Other examples of Glycoprotein Analysis
Analysis of Ribonuclease B high mannose glycoforms
Separation of the 1-aminopyrene-3, 6, 8-trisulfonate-labeled high mannose type oligosaccharides released from bovine ribonuclease B and the individual standard structures. Capillary: 50 cm (to detector) x 50 um eCAP NCHO coated capillary. Buffer: 25 mM acetate (pH 4.75) with 0.4% polyethylene oxide. Field Strength: 500 V/cm; Temperature 20 °C; Detection: Laser-induced fluorescence (excitation at 488 nm, emission at 520 nm).

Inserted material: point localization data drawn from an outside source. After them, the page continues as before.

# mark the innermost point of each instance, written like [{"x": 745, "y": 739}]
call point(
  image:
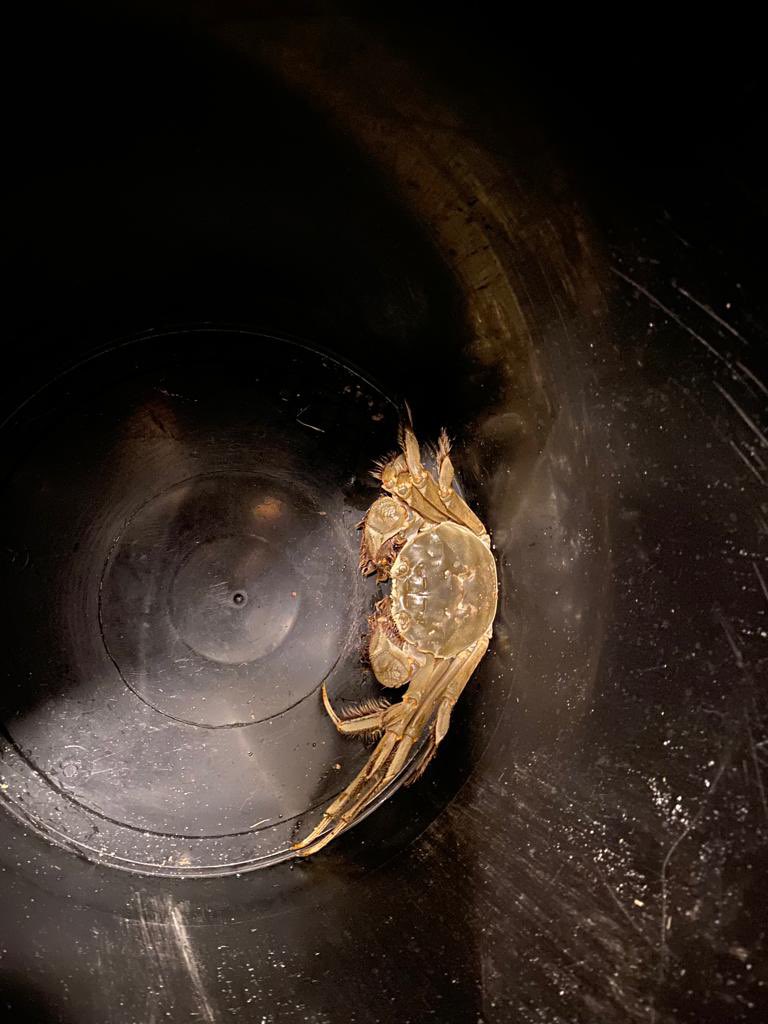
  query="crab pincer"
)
[{"x": 428, "y": 635}]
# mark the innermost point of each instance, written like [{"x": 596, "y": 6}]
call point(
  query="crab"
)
[{"x": 428, "y": 635}]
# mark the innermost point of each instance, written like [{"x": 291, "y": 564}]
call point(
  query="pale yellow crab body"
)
[
  {"x": 443, "y": 589},
  {"x": 428, "y": 635}
]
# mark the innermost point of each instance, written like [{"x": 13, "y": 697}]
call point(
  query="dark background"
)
[{"x": 592, "y": 843}]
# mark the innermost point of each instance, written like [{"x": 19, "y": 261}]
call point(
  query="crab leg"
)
[
  {"x": 349, "y": 726},
  {"x": 440, "y": 496},
  {"x": 453, "y": 691},
  {"x": 409, "y": 723}
]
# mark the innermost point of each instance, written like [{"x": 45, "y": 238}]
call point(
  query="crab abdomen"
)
[{"x": 444, "y": 590}]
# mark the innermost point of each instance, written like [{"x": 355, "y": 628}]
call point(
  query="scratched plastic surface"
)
[{"x": 554, "y": 247}]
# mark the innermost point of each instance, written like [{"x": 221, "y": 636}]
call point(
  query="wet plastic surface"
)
[
  {"x": 185, "y": 511},
  {"x": 591, "y": 843}
]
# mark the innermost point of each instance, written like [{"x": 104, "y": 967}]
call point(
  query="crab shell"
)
[{"x": 444, "y": 589}]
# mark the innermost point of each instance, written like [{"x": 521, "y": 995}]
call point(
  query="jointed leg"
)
[
  {"x": 439, "y": 494},
  {"x": 459, "y": 679},
  {"x": 404, "y": 724}
]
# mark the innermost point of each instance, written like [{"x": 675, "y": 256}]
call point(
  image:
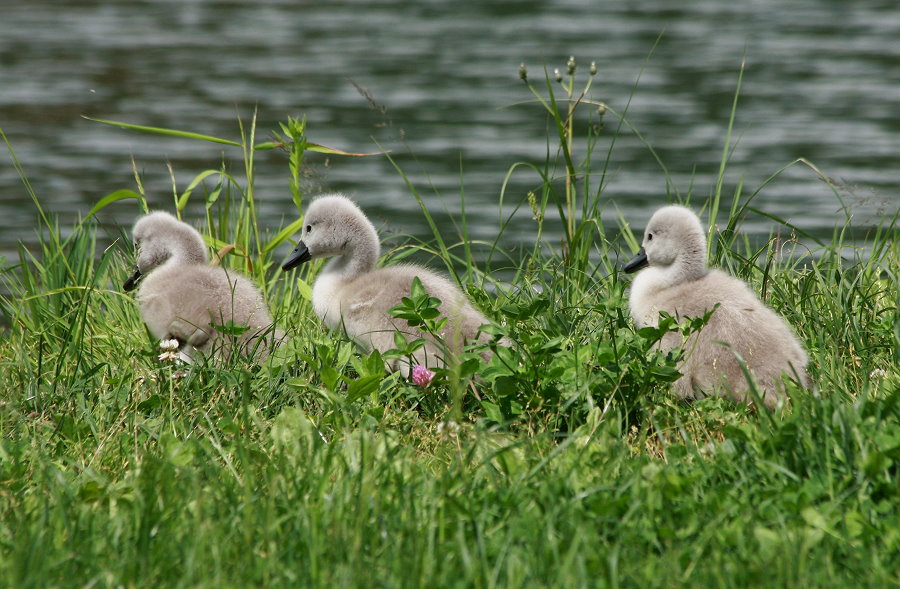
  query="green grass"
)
[{"x": 565, "y": 463}]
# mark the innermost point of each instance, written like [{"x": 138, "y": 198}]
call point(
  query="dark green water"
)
[{"x": 822, "y": 82}]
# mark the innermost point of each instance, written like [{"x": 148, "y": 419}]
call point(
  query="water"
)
[{"x": 822, "y": 81}]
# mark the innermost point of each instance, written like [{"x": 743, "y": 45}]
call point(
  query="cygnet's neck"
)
[{"x": 687, "y": 267}]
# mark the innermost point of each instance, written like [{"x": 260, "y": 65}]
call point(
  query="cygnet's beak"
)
[
  {"x": 132, "y": 280},
  {"x": 298, "y": 256},
  {"x": 637, "y": 262}
]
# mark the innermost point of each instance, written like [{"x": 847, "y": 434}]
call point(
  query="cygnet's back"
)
[
  {"x": 181, "y": 297},
  {"x": 678, "y": 282},
  {"x": 351, "y": 293}
]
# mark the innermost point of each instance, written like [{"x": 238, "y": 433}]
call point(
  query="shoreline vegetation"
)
[{"x": 563, "y": 461}]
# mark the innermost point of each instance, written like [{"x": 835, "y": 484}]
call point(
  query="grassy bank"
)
[{"x": 566, "y": 463}]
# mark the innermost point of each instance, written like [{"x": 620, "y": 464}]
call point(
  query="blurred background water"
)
[{"x": 822, "y": 82}]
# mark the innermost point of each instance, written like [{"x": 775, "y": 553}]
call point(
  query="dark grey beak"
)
[
  {"x": 637, "y": 262},
  {"x": 132, "y": 281},
  {"x": 298, "y": 256}
]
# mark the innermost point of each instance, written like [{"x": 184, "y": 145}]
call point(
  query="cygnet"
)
[
  {"x": 182, "y": 297},
  {"x": 678, "y": 282},
  {"x": 352, "y": 294}
]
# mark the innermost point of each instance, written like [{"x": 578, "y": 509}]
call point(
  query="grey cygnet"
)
[
  {"x": 678, "y": 282},
  {"x": 182, "y": 297},
  {"x": 352, "y": 294}
]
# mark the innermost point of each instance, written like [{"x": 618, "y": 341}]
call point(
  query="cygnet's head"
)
[
  {"x": 158, "y": 237},
  {"x": 334, "y": 226},
  {"x": 673, "y": 235}
]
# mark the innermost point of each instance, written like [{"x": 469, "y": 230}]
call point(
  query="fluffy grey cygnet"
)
[
  {"x": 678, "y": 282},
  {"x": 351, "y": 293},
  {"x": 180, "y": 296}
]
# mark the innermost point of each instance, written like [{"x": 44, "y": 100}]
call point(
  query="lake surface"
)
[{"x": 822, "y": 81}]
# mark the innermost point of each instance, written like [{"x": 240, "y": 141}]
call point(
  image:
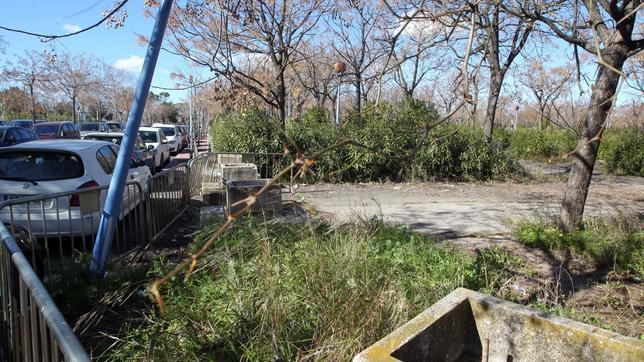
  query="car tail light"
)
[{"x": 75, "y": 199}]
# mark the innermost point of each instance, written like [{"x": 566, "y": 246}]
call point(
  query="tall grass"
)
[{"x": 282, "y": 292}]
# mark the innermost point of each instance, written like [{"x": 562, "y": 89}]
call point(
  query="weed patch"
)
[{"x": 269, "y": 291}]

The analysis of monosaccharide composition can provide valuable information during the initial characterization of a glycoprotein. A clear advantage of our CE-based approach is in the specificity of the assay. The reductive amination and open-tube format allow this analysis to be performed directly from the glycoprotein hydrolysate--no need for post hydrolysis cleanup. With LIF and APTS derivatization, each sugar yields the same detector response, such that their relative quantities can be directly compared.
CE separation of (A) the mild acid hydrolysis product of fetuin after aldolase treatment. (B) The strong acid hydrolysis product after reacetylation and (C) monosaccharide standards. Capillary: 27 cm x 25 um bare fused silica; Buffer: 240 mM borate (pH 9.0); Field Strength: 740 Volts/cm; Injection: 0.5 psi for 5; Detection: Laser-induced fluorescence (excitation at 488 nm, emission at 520 nm).
The solution-based approach of CE allows one to easily create an environment to assess differences in a protein's glycosylation state--directly from the protein. Through the addition of salts like borate, complexes which amplify the charge state of the glycovariants can be formed. This is the simplest approach to assessing the heterogeneity of a glycoprotein.